Whether you set up a booth at a university event or hold your own open house for candidates, it’s important to look for the optimal face-to-face engagement with job seekers that gives you the opportunity to sell your positions and your company. Remember, just as you do with other strategies in recruiting, be sure to measure success and test new formats for your hiring events. Follow these best practices to ensure that your in-person hiring event is a success.
Hosting a Successful In-Person Hiring Event
Don’t wait until the day of your event to throw anything together. All aspects of planning for your event can be done ahead of time and will help ensure that everything runs smoothly. If your hiring event is at your company HQ, you’ll want to decide where (conference room, lobby, etc.) depending on the size of your location. If it’s a retail store, you can set aside a section with a table to be staffed by hiring managers and floor employees while making sure the business still has coverage for customers.

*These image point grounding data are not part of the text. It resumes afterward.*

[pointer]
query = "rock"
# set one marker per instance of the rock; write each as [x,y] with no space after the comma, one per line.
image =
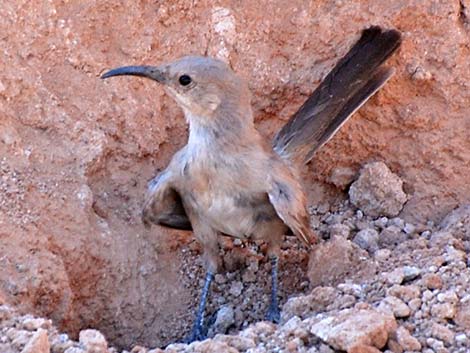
[367,239]
[432,281]
[236,289]
[351,327]
[303,305]
[377,191]
[409,228]
[139,349]
[342,177]
[410,273]
[382,255]
[334,260]
[39,343]
[340,230]
[224,319]
[74,350]
[462,317]
[408,342]
[238,342]
[406,293]
[461,339]
[364,349]
[443,310]
[396,276]
[391,237]
[442,333]
[93,341]
[395,306]
[457,222]
[32,324]
[60,343]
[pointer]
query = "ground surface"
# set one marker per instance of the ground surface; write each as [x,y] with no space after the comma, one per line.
[76,152]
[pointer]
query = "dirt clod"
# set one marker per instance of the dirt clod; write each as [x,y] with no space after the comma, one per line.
[378,191]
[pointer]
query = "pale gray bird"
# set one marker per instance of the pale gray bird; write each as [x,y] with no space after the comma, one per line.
[228,179]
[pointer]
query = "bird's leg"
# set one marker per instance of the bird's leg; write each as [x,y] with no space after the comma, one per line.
[273,312]
[197,334]
[208,238]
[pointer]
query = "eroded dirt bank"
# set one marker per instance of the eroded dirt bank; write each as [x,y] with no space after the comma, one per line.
[76,152]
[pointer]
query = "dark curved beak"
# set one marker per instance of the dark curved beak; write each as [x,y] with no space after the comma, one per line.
[152,72]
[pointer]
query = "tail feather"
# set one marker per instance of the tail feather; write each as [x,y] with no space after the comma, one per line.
[355,78]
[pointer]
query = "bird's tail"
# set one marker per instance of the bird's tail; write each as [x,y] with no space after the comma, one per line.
[355,78]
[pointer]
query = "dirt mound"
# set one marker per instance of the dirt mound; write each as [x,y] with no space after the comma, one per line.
[76,152]
[411,296]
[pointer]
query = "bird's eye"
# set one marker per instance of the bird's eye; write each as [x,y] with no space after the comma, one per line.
[184,80]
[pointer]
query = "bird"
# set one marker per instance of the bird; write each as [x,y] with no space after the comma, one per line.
[230,180]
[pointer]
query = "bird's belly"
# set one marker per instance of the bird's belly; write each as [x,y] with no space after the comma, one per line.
[226,216]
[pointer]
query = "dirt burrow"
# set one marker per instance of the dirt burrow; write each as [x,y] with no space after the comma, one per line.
[76,152]
[415,282]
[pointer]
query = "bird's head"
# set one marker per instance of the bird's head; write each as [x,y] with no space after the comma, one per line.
[201,86]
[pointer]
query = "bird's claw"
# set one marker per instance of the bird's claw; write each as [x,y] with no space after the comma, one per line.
[273,314]
[196,335]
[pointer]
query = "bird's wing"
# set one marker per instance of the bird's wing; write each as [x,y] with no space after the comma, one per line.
[290,206]
[163,204]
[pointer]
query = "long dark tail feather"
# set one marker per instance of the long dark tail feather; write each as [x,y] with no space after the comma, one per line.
[355,78]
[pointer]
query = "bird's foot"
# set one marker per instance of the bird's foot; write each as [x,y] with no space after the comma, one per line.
[273,314]
[196,335]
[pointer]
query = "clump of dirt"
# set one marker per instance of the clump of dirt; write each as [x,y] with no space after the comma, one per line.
[76,153]
[414,293]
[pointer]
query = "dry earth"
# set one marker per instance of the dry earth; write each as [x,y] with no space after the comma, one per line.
[76,153]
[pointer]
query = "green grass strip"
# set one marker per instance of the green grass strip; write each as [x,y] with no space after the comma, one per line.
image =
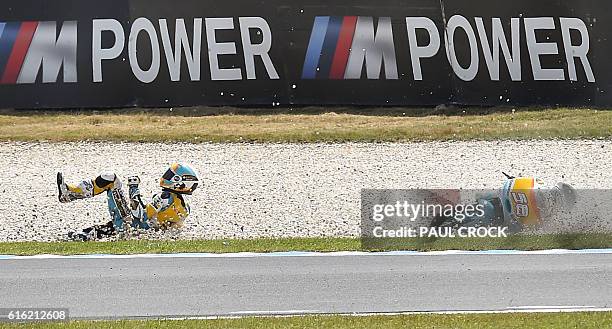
[362,125]
[582,320]
[520,242]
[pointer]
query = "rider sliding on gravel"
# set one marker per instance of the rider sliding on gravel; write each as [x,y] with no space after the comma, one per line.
[523,202]
[167,209]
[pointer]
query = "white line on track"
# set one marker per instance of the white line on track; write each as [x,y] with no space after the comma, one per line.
[316,254]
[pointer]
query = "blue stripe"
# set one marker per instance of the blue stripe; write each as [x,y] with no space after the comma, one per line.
[7,40]
[329,46]
[315,45]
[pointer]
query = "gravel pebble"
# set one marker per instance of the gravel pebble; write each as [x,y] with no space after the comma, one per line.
[275,190]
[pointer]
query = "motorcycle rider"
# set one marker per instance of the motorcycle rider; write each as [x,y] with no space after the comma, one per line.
[523,202]
[167,208]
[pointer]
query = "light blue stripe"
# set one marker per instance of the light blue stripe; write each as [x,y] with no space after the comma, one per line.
[315,46]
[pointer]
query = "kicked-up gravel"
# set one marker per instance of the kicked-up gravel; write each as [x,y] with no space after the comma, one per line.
[279,190]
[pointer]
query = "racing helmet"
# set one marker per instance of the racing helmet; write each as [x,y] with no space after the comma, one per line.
[180,178]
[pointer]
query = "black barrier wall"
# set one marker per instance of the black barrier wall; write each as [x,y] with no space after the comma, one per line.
[117,53]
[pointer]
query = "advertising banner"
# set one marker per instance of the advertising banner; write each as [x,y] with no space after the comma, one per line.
[154,53]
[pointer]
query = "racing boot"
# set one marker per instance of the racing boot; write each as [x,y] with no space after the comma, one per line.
[68,193]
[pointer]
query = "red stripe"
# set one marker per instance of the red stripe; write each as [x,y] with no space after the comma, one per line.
[20,49]
[343,47]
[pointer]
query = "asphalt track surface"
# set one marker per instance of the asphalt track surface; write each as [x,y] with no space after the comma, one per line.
[175,286]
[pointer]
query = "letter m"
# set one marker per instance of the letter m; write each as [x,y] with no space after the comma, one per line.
[373,48]
[51,53]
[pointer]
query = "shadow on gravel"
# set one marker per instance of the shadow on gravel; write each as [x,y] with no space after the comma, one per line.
[197,111]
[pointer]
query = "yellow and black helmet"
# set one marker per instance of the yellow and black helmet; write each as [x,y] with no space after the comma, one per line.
[180,178]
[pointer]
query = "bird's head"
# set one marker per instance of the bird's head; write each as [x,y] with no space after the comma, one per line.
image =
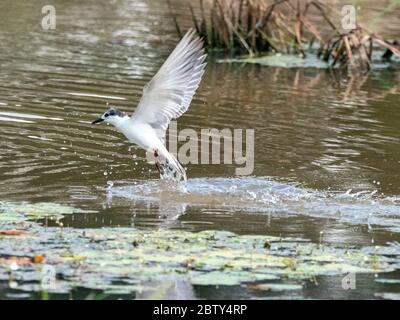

Whether in-house or at a campus hiring event, consider branded tablecloths, signs, flyers, handouts, and swag like t-shirts or water bottles. If this is an on-site after work event, you’ll want to have light refreshments. You can also get creative with snacks, like having cookies made with your company logo or serving small bites that say something about your brand (e.g., bacon-wrapped jalapenos meaning “we’re hot”). This is the time to get creative and a sense of humor appeals to every type of candidate.

Have enough (of the right) staff at your event. If you get buy-in from all teams, it’s a good idea to have hiring managers representing each open position at your event, along with senior team members that can engage candidates in conversation during networking. What you don’t want is to have candidates wandering around waiting for someone to talk to. Your hiring managers can also perform quick on-site interviews with attendees, allowing you to screen attendees immediately and close your event with a hot list for follow up. This small action can dramatically improve your time to hire.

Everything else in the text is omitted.